Daniel le colocó un mechón rubio detrás de la oreja y se lo quedó mirando un buen rato.

—De la escuela —dijo, con una vacilación que hizo pensar a Luce que no estaba siendo sincero—. Le pedí a Francesca que estuviera pendiente de ti, pero lo quería comprobar con mis propios ojos. ¿Aprendes alguna cosa? ¿Lo pasas bien?

De pronto Luce sintió muchas ganas de alardear ante él de su trabajo con las Anunciadoras, de su conversación con Steven y de las ocasiones en que había vislumbrado a sus padres. Pero el rostro de Daniel parecía más ansioso y abierto de lo que lo había estado en toda la velada. Parecía esforzarse por evitar una disputa, así que Luce decidió hacer lo mismo.

Cerró los ojos y le dijo lo que él quería oír. Que la escuela estaba bien. Y que ella estaba bien. Los labios de Daniel se posaron de nuevo en los de ella, fervientes, y Luce sintió que un cosquilleo le recorría todo el cuerpo.

—Tengo que marcharme —dijo él al fin poniéndose de pie—. Ni siquiera debería estar aquí, pero no puedo mantenerme lejos de ti. Me preocupo por ti sin cesar. Te quiero, Luce. Por mucho que duela.
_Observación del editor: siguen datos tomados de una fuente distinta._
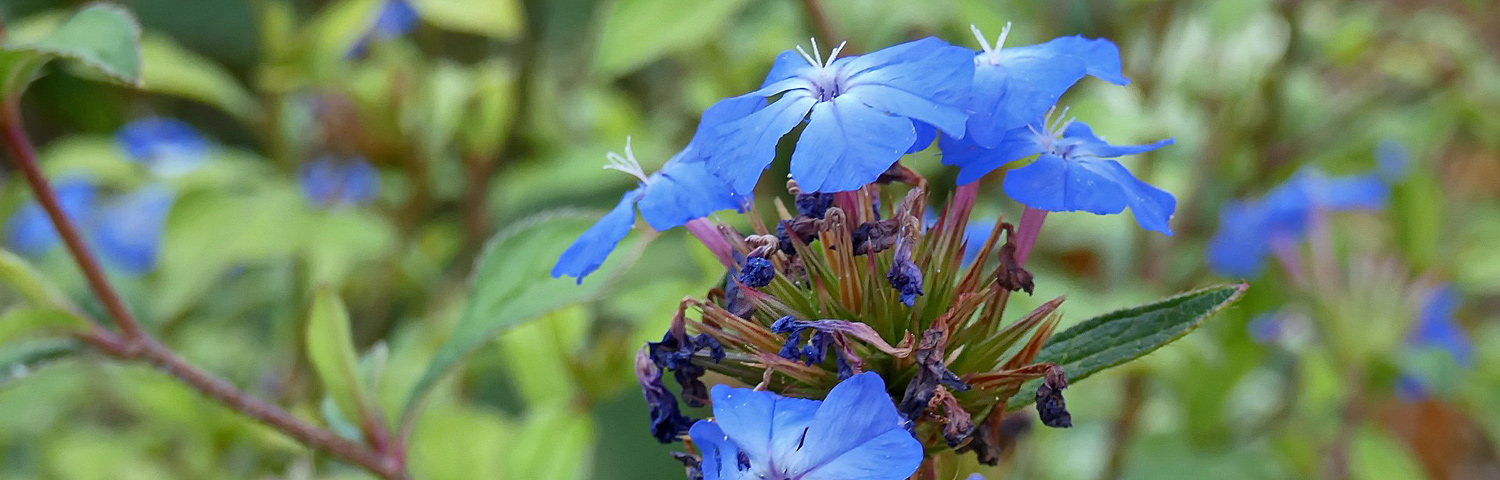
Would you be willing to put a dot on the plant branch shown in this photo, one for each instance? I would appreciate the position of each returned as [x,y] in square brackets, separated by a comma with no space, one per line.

Ella cerró los ojos contra el embate de sus alas y la arena que levantó al emprender el vuelo.

10

Nueve días

U
na serie repetida de chasquidos y golpes metálicos interrumpían el canto de las águilas pescadoras. Un prolongado y sonoro sonido de metal contra metal, y el ruido de una fina hoja de plata al rebotar en la cazoleta del oponente.

Francesca y Steven luchaban.

Bueno, no; en realidad practicaban esgrima. Estaban haciendo una demostración para sus alumnos antes de que se enfrentaran en combate.

—Saber cómo blandir una espada, tanto si se trata de un florete de poco peso como estos de hoy como de algo tan peligroso como un sable corto, es una habilidad muy valiosa —dijo Steven con voz grave rasgando el aire con la punta de su arma efectuando movimientos breves, como si estuviera utilizando un látigo—. Los ejércitos del Cielo y del Infierno pocas veces se enzarzan en combates, pero cuando lo hacen… —Sin mirar, desplomó bruscamente su arma a un lado en dirección a Francesca, y ella, también sin mirar, alzó la espada y detuvo el golpe—. Siguen ajenos a la artillería moderna. Las dagas, los arcos y las flechas, las enormes espadas ardientes… esas son nuestras armas eternas.

El combate que tuvo lugar a continuación solo era de exhibición, una mera lección. Francesca y Steven ni siquiera llevaban las máscaras.